I live in Europe (Belgium), where tap water is generally safe for drinking, but may vary in hardness and taste. It's pretty hard and not so good in my area, so I've been using (Brita) water jugs for a while now. I find this unpractical as somehow the jug is always empty when you need it, and it does not seem very ecological as it requires changing the (plastic-cased) filter every month or so, and the jug itself is not really durable, so I'm now looking into alternatives that are at least equally effective but more sustainable, preferably in the form of a small filter with an extra tap for drinking water, or a filter that can be mounted to the tap directly (Brita sells that as well, with slightly longer lasting filters, but you still end up buying and throwing away a lot of plastics). Physical space is a constraint.

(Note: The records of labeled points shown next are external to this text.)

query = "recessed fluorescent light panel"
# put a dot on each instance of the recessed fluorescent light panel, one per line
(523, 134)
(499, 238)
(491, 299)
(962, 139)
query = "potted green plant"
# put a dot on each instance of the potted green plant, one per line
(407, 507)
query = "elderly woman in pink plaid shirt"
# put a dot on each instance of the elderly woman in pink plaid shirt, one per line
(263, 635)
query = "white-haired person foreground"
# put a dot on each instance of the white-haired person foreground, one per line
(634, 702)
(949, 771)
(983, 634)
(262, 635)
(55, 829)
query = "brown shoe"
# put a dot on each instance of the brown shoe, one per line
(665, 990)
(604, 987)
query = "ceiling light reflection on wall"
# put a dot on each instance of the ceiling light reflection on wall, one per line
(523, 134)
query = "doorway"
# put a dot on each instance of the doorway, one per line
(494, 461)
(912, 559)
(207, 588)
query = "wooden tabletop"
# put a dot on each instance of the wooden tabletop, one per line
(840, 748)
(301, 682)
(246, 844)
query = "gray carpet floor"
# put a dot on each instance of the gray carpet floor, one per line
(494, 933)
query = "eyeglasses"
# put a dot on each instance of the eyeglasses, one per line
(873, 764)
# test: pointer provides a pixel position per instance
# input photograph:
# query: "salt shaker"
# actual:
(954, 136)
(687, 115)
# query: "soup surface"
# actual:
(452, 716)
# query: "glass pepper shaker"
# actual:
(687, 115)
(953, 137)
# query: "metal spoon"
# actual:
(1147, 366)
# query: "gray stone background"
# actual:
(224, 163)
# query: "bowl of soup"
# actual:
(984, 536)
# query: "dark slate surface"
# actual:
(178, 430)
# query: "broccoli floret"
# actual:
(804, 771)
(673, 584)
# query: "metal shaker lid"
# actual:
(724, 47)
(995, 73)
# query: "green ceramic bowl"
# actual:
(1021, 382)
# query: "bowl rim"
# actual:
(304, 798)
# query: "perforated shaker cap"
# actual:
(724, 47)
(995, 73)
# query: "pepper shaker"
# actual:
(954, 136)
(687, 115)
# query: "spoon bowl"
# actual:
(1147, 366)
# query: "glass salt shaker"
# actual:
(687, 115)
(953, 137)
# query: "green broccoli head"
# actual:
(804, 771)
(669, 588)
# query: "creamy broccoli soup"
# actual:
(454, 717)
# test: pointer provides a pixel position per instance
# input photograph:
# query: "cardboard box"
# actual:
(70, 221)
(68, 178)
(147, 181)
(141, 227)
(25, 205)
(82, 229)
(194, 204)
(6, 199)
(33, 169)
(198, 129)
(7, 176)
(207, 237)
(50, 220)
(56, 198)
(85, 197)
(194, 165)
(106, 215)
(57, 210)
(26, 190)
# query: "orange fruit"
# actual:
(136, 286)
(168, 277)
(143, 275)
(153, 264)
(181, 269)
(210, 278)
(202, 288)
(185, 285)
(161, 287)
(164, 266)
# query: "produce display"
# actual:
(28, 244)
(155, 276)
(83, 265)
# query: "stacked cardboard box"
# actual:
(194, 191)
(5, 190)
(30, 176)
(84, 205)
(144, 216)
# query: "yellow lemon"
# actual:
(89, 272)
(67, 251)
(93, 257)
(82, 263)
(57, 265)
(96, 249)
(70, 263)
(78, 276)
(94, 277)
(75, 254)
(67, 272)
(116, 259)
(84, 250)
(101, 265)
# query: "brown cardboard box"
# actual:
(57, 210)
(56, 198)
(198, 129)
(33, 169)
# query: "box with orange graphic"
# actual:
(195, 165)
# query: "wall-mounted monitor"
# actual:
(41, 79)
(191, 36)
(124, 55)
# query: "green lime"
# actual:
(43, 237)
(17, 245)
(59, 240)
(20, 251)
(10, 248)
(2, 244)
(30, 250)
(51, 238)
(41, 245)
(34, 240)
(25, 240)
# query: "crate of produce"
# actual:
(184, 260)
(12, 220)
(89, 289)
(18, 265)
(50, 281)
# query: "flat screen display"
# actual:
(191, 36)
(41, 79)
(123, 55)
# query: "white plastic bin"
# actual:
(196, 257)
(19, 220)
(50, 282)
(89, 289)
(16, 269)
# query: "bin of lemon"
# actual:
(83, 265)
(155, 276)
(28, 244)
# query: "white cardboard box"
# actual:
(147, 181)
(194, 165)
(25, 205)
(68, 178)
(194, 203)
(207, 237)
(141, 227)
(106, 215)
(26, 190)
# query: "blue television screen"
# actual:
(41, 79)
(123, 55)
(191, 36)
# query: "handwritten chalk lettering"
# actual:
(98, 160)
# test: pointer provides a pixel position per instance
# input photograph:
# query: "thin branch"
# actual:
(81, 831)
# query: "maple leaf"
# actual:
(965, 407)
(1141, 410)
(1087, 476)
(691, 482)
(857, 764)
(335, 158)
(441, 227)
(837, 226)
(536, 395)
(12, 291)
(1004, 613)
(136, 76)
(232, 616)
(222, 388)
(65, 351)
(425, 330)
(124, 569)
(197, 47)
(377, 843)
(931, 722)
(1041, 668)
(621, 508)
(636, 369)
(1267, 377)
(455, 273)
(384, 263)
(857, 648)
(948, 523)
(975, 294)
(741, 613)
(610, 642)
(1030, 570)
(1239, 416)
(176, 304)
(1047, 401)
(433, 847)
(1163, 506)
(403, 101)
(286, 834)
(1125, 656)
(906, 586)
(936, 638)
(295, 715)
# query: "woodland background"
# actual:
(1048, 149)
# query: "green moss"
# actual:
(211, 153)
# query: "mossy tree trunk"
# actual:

I did some research but I find it hard to find independent and scientifically reliable information on this topic: basically every producer seems to propose the "ideal" solution and claims that everything else is bad for you and/or the environment. Here's the little I learnt, divided by filtering purpose
- the most reliable approach seems to be based on ion-exchange, using salt whose Na+ replaces the Ca+ in the water. However this takes a lot of space which we don't have, the salt has to be replaced periodically, and I'm not sure of the impact of using that much salt on the environment; moreover, comments to this answer raise doubts on its impact on human health.
- an approach based on Zinc: supposedly you just cascade a small zinc-releasing pipe into your main pipe, and it softens your water during several years (I somehow find this one hard to believe)
For filtering potentially harmful residuals, aside from Brita(-like) solutions:
- I found one product combining ceramic, silver, active carbon, and a cellulose filter which claims to remove a lot of contaminants, which is reasonably small and requires changing the filter every 8k liters
- This product optionally includes a zeolite filter for removing "heavy metals", but these are reasonably scarce in our tap water, and the filter is based on Na+ ion exchange: in this case there's no salt to replace but the health concern remains. Moreover, zeolites contain aluminum (however this may simply not be an issue if it stays bound in the filter)
- Other alternatives on the market are based on "energisation" and "water memory", all of which sounds like new age mumbo jumbo to me (but thanks for proving me wrong)
I trust my provider to kill bacteria and co., so I'm not interested in sterilizing the water.